The stores are being sold to external investors providing Tesco with a big one-off gain which, ordinarily, would be liable to tax, while allowing it to remain in the stores and pay rent to the new owners. The first two deals, worth £445m and £650m, have already used the companies set up in the Cayman Islands - where the rate of corporation tax is zero - allowing Tesco to avoid tax on about £500m profit. Large corporations are increasingly developing strategies to cut tax bills and Tesco is not alone in its tax planning.
The Guardian's analysis of Tesco's accounts over the past five years also shows that the company has paid an effective tax rate of just over 20% on the rest of its profits, at a time when the UK corporation tax rate is 30%.
The investigation has found:
· New company structures set up by Tesco to own stores that are being sold and leased back mean that 99.9% of the company that owns the stores could end up being held offshore. Tesco would be liable to pay UK tax on only the 0.1% of its profit on the sale of the stores held in the UK. Tesco's first two property deals, worth about £1bn, have used this structure and will avoid tax on £500m of profits.
· Although its accounts for the past five years report an average rate of corporation tax of 29%, the actual rate of tax Tesco paid, according to its cash flow statement, is closer to 20%. This is on profits separate from the property deals.
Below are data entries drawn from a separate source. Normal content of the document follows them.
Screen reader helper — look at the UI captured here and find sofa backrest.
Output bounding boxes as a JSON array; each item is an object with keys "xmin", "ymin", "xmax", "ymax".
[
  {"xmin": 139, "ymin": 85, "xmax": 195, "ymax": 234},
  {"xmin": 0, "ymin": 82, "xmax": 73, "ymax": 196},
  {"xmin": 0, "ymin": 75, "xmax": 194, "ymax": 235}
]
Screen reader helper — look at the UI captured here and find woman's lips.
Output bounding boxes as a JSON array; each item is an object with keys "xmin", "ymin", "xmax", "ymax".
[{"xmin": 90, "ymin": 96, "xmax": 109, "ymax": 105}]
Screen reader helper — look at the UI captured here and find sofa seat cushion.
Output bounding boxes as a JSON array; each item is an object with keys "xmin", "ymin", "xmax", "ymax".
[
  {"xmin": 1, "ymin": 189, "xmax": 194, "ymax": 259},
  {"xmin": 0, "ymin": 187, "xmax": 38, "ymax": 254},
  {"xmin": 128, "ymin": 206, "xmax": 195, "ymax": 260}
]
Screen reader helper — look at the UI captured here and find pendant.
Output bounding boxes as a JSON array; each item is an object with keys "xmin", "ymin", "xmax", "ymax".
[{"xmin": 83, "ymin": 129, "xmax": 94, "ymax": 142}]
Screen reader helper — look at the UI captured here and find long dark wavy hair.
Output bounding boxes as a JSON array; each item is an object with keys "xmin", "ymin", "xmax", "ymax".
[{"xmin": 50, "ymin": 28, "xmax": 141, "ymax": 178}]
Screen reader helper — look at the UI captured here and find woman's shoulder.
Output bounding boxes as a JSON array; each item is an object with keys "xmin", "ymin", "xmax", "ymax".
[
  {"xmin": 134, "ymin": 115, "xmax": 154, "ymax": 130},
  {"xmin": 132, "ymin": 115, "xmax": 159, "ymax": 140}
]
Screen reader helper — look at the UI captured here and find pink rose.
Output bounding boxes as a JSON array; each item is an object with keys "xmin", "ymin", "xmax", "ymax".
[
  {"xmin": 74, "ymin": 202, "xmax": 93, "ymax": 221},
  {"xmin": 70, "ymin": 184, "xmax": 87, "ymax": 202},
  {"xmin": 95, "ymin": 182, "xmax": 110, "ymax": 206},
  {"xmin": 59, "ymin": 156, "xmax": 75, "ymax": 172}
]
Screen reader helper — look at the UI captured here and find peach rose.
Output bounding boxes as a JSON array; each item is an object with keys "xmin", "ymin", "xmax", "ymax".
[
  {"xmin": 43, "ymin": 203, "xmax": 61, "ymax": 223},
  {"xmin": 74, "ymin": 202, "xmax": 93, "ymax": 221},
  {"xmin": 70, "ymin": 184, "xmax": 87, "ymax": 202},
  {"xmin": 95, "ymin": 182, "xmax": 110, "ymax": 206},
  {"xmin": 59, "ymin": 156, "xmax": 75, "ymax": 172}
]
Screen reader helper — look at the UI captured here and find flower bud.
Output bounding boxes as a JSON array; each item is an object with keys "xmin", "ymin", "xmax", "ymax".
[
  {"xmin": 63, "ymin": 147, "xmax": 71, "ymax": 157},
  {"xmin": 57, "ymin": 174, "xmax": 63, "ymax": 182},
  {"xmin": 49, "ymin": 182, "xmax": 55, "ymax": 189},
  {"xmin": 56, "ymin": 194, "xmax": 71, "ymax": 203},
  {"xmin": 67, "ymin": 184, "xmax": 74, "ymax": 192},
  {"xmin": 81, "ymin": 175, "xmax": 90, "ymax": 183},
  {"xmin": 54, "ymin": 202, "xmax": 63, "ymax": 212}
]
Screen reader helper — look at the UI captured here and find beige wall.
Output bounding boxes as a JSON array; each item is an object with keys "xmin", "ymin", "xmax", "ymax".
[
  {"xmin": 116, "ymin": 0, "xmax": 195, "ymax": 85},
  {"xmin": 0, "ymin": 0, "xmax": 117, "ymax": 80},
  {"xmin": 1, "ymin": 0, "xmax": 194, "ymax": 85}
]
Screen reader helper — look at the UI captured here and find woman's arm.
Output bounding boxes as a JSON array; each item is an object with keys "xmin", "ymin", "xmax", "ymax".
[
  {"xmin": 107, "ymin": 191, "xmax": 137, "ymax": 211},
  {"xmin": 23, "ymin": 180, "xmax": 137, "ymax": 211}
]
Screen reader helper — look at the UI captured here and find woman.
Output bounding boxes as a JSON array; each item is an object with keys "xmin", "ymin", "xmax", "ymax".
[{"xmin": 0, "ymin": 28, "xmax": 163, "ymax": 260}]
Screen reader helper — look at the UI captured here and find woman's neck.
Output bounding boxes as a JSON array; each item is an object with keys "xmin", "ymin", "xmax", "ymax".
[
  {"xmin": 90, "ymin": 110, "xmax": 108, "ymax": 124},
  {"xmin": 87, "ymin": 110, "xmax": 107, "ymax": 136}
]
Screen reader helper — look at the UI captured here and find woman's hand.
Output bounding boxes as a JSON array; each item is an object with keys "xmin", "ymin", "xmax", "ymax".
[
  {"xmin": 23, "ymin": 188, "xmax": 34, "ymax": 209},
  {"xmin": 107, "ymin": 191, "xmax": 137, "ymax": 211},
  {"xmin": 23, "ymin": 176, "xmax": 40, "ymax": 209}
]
UK corporation tax is 30%.
· Tesco has sold its 37 stores in the first two sale and leaseback deals at twice the book value that is included in its accounts, making a profit of about £500m on the £1bn of stores sold. If it achieves the same rate of return on all its disposals as expected, its share of profits from property sales would come to about £3bn. The UK corporation tax due on this would be as high as £1bn, but the retailer could avoid paying this because of its offshore structure.
· A string of other company structures leading to the Cayman Islands have been set up and more of Tesco's properties have already been transferred to them so that they could be quickly activated for the next tranche of store sales.
Tesco Red (GP), which acted as general partner in the £445 million sale-and-leaseback partnership with the British Airways pension funds did indeed pay UK tax on its share of income from ongoing business after the deal. Tesco Red (GP)'s UK income for the period to February 28 2007 was just a measly £832 and its UK tax bill was £494.
Tesco claim since they pay corporation tax, business rates, employer's national insurance contributions and other taxes. Combined with the approximately £750m of PAYE tax, employee's NIC and net VAT that we collected in that financial year, this means they are in the top 10 taxpayers in the UK. We wonder how their rival supermarkets and competitors feel - or are they up to the same tax avoidance [ tax avoidance rather than tax evasion or tax cheating, of course ]
Nearly a third of the UK's 700 largest businesses paid no corporation tax in the year 2005-6. A further third paid less than £10m each, according to figures from the National Audit Office released last year.